Null literal conversions

An implicit conversion exists from the null literal to any nullable type. This conversion produces the null value (§4.1.10) of the given nullable type.

Implicit reference conversions

The implicit reference conversions are:

· From any reference-type to object and dynamic.

· From any class-type S to any class-type T, provided S is derived from T.

· From any class-type S to any interface-type T, provided S implements T.

· From any interface-type S to any interface-type T, provided S is derived from T.

· From an array-type S with an element type SE to an array-type T with an element type TE, provided all of the following are true:

o S and T differ only in element type.

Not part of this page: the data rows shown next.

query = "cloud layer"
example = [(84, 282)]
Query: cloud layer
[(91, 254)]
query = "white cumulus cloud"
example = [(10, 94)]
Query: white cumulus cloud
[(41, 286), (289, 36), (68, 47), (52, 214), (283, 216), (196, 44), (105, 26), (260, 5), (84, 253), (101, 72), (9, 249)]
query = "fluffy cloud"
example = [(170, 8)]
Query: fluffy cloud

In other words, S and T have the same number of dimensions.

o Both SE and TE are reference-types.

o An implicit reference conversion exists from SE to TE.

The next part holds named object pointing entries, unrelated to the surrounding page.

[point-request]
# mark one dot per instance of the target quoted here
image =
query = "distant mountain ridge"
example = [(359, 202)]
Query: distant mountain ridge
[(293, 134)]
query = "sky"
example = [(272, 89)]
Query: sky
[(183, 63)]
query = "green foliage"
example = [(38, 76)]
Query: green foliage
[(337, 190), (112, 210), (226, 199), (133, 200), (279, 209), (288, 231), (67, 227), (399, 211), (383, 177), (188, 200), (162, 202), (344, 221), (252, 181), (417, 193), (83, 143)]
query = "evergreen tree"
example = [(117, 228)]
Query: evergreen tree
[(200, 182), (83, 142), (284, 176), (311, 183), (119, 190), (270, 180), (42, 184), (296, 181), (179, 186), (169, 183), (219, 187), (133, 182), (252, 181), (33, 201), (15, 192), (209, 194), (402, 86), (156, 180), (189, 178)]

· From any array-type to System.Array and the interfaces it implements.

· From a single-dimensional array type S[] to System.Collections.Generic.IList<T> and its base interfaces, provided that there is an implicit identity or reference conversion from S to T.

· From any delegate-type to System.Delegate and the interfaces it implements.

· From the null literal to any reference-type.

· From any reference-type to a reference-type T if it has an implicit identity or reference conversion to a reference-type T0 and T0 has an identity conversion to T.

· From any reference-type to an interface or delegate type T if it has an implicit identity or reference conversion to an interface or delegate type T0 and T0 is variance-convertible (§13.1.3.2) to T.

· Implicit conversions involving type parameters that are known to be reference types. See §6.1.10 for more details on implicit conversions involving type parameters.

The implicit reference conversions are those conversions between reference-types that can be proven to always succeed, and therefore require no checks at run-time.

Reference conversions, implicit or explicit, never change the referential identity of the object being converted. In other words, while a reference conversion may change the type of the reference, it never changes the type or value of the object being referred to.

Boxing conversions

A boxing conversion permits a value-type to be implicitly converted to a reference type. A boxing conversion exists from any non-nullable-value-type to object and dynamic, to System.ValueType and to any interface-type implemented by the non-nullable-value-type. Furthermore an enum-type can be converted to the type System.Enum.

A boxing conversion exists from a nullable-type to a reference type, if and only if a boxing conversion exists from the underlying non-nullable-value-type to the reference type.

A value type has a boxing conversion to an interface type I if it has a boxing conversion to an interface type I0 and I0 has an identity conversion to I.

A value type has a boxing conversion to an interface type I if it has a boxing conversion to an interface or delegate type I0 and I0 is variance-convertible (§13.1.3.2) to I.

Boxing a value of a non-nullable-value-type consists of allocating an object instance and copying the value-type value into that instance. A struct can be boxed to the type System.ValueType, since that is a base class for all structs (§11.3.2).

Boxing a value of a nullable-type proceeds as follows:

· If the source value is null (HasValue property is false), the result is a null reference of the target type.

· Otherwise, the result is a reference to a boxed T produced by unwrapping and boxing the source value.

Boxing conversions are described further in §4.3.1.